Columnistas

La desigualdad existe, ¿y qué?

La mayoría está de acuerdo con el diagnóstico de Thomas Piketty, incluso The Economist y el FMI

La Razón (Edición Impresa) / Gabriel Loza TellerÍa

01:23 / 31 de mayo de 2014

Tuvo que aparecer el libro El capital en el siglo XXI del economista francés Thomas Piketty donde analiza la evolución de 30 países durante 300 años demostrando que la desigualdad creció y que es inherente al capitalismo, para que todo el mundo, incluidos los economistas neoliberales, se rasguen las vestiduras sobre tamaña verdad.

Lo que pasa con los bestsellers, al igual que con los escándalos, es que están de moda un tiempo, y mientras más ruido se hace, más rápidamente se olvidan. Los analistas los comentamos para estar en la onda y no pasar desapercibidos, pero el problema de fondo es cómo reducir significativamente la desigualdad.

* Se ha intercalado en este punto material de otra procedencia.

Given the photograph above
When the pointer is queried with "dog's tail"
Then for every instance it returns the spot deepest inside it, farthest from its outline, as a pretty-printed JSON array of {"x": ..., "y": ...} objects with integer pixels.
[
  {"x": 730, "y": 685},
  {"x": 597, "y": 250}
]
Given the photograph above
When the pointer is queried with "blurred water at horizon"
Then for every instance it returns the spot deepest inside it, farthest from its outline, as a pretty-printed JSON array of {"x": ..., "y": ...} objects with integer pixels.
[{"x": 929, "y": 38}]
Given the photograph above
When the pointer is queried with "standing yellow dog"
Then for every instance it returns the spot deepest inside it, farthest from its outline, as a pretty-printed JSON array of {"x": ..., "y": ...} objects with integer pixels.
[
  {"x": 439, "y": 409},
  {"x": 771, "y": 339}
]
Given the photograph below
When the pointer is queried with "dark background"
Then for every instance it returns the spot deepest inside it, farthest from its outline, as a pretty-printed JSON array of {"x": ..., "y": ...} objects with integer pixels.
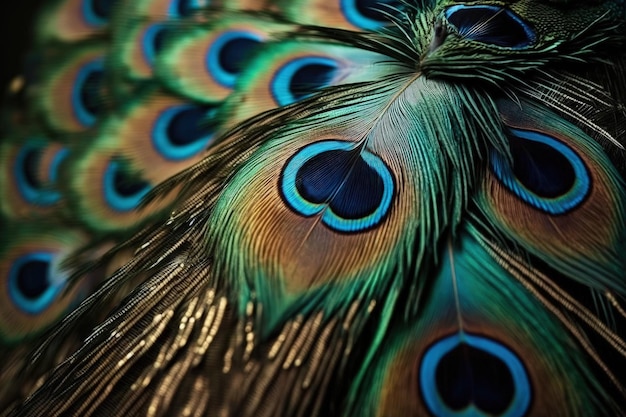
[{"x": 16, "y": 20}]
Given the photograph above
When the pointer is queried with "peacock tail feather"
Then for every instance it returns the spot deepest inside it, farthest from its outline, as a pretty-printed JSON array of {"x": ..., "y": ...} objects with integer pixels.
[{"x": 316, "y": 208}]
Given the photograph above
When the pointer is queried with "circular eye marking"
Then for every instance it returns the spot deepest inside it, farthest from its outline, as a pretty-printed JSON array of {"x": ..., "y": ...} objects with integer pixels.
[
  {"x": 228, "y": 54},
  {"x": 87, "y": 92},
  {"x": 181, "y": 132},
  {"x": 367, "y": 14},
  {"x": 32, "y": 288},
  {"x": 121, "y": 192},
  {"x": 468, "y": 375},
  {"x": 29, "y": 183},
  {"x": 97, "y": 12},
  {"x": 301, "y": 77},
  {"x": 546, "y": 173},
  {"x": 494, "y": 25},
  {"x": 350, "y": 188}
]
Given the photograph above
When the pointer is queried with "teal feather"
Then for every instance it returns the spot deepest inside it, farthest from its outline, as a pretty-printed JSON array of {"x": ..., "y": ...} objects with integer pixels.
[{"x": 437, "y": 232}]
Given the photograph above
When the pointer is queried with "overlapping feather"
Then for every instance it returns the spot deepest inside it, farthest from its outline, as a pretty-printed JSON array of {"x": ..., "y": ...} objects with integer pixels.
[{"x": 440, "y": 235}]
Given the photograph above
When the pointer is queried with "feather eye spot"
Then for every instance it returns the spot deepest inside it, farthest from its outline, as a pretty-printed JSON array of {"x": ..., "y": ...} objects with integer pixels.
[
  {"x": 351, "y": 189},
  {"x": 466, "y": 374},
  {"x": 181, "y": 132},
  {"x": 97, "y": 12},
  {"x": 545, "y": 172},
  {"x": 121, "y": 191},
  {"x": 87, "y": 92},
  {"x": 27, "y": 171},
  {"x": 301, "y": 77},
  {"x": 367, "y": 14},
  {"x": 493, "y": 25},
  {"x": 228, "y": 54},
  {"x": 31, "y": 286}
]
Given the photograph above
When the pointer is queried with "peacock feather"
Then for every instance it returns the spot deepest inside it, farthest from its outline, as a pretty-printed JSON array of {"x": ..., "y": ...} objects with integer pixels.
[{"x": 312, "y": 208}]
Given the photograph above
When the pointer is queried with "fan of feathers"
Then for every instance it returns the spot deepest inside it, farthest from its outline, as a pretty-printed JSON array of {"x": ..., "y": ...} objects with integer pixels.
[{"x": 316, "y": 208}]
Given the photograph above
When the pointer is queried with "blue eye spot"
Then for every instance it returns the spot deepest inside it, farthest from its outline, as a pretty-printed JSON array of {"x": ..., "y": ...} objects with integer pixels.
[
  {"x": 469, "y": 375},
  {"x": 545, "y": 172},
  {"x": 97, "y": 12},
  {"x": 121, "y": 191},
  {"x": 31, "y": 286},
  {"x": 87, "y": 92},
  {"x": 228, "y": 54},
  {"x": 367, "y": 14},
  {"x": 493, "y": 25},
  {"x": 301, "y": 77},
  {"x": 350, "y": 188},
  {"x": 181, "y": 132}
]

El enfoque que tradicionalmente ha predominado en la academia y la política económica es que el crecimiento económico por sí mismo iba a lograr reducir la desigualad. Incluso incrementos en la desigualdad proveía incentivos para el crecimiento, de tal manera que en sus primeras etapas podría aumentarla, pero a la larga las economías y sociedades iban a ser más igualitarias. Este enfoque tiene dos variantes. La primera se refiere a la “teoría del derrame”, la cual suponía que con más crecimiento y aumentando el volumen de la torta, tarde o temprano tenían que derramarse para el “resto” de la gente los beneficios o por lo menos una pequeña parte de la crema. La segunda variante entendía que había que hacer algo, porque además la desigualdad obstaculiza el crecimiento, pero preservando la propiedad, riqueza y rentas de los grandes grupos económicos, aplicando tímidas políticas tributarias, como actualmente en Chile, para tratar de recaudar ingresos para cubrir algunos gastos sociales y ayudar a mitigar la desigualdad.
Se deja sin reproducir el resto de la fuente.